Having given him this warning, she mounted her chariot drawn by swans, and drove away through the air. But Adonis was too noble to heed such counsels. The dogs had roused a wild boar from his lair, and the youth threw his spear and wounded the animal with a sidelong stroke. The beast drew out the weapon with his jaws, and rushed after Adonis, who turned and ran; but the boar overtook him, and buried his tusks in his side, and stretched him dying upon the plain.
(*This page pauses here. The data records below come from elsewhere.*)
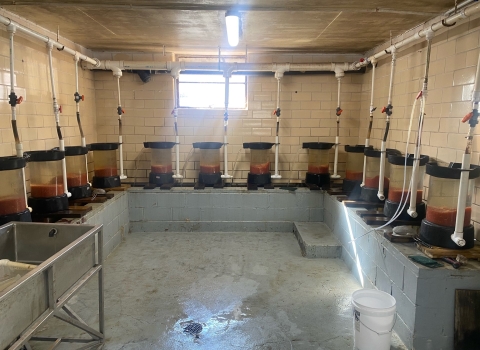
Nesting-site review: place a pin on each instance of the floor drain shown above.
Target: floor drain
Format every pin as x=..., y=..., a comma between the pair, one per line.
x=193, y=329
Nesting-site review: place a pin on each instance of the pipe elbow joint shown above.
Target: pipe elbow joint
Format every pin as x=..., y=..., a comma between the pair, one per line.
x=339, y=72
x=11, y=28
x=412, y=212
x=117, y=72
x=457, y=237
x=429, y=34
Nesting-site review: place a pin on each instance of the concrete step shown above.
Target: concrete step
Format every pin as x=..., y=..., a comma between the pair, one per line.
x=316, y=240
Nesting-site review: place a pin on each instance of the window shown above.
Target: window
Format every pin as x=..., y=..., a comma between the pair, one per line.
x=208, y=91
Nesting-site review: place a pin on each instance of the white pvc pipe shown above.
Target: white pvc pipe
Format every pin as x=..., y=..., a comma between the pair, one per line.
x=215, y=67
x=77, y=103
x=225, y=175
x=7, y=21
x=457, y=236
x=412, y=210
x=383, y=147
x=460, y=15
x=18, y=144
x=177, y=174
x=56, y=112
x=278, y=76
x=369, y=131
x=118, y=74
x=338, y=74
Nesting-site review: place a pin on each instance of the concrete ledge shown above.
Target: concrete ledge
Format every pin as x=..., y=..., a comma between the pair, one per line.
x=114, y=216
x=316, y=240
x=212, y=226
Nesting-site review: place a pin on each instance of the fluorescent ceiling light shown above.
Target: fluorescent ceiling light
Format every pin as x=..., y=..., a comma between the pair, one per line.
x=232, y=21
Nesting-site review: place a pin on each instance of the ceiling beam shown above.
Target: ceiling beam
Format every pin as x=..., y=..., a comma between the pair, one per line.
x=211, y=7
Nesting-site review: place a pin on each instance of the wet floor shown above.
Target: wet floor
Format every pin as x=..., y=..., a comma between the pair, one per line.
x=245, y=290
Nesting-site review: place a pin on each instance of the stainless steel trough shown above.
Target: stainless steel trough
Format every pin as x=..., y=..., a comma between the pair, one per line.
x=68, y=257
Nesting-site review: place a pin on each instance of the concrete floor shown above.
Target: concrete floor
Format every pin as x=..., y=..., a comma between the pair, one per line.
x=248, y=290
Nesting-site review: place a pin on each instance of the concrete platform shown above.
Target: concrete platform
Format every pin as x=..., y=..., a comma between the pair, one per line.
x=248, y=290
x=316, y=240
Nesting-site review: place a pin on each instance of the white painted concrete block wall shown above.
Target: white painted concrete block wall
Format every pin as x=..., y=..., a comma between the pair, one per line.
x=222, y=210
x=114, y=216
x=425, y=297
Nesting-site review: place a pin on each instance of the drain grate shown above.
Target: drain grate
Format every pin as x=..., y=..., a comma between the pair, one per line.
x=193, y=329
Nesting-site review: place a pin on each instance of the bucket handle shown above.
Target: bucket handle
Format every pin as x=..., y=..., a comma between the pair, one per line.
x=380, y=333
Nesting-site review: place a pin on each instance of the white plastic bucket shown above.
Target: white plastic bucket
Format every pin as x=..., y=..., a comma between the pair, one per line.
x=373, y=319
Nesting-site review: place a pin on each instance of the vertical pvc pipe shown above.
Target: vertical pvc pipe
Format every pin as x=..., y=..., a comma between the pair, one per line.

Venus, in her swan-drawn chariot, had not yet reached Cyprus, when she heard coming up through mid-air the groans of her beloved, and turned her white-winged coursers back to earth. As she drew near and saw from on high his lifeless body bathed in blood, she alighted and, bending over it, beat her breast and tore her hair. Reproaching the Fates, she said, "Yet theirs shall be but a partial triumph; memorials of my grief shall endure, and the spectacle of your death, my Adonis, and of my lamentations shall be annually renewed. Your blood shall be changed into a flower; that consolation none can envy me." Thus speaking, she sprinkled nectar on the blood; and as they mingled, bubbles rose as in a pool on which raindrops fall, and in an hour's time there sprang up a flower of bloody hue like that of the pomegranate. But it is short-lived. It is said the wind blows the blossoms open, and afterwards blows the petals away; so it is called Anemone, or Wind Flower, from the cause which assists equally in its production and its decay.
Milton alludes to the story of Venus and Adonis in his "Comus":
"Beds of hyacinth and roses
Where young Adonis oft reposes,
Waxing well of his deep wound
In slumber soft, and on the ground
Sadly sits th' Assyrian queen;" etc.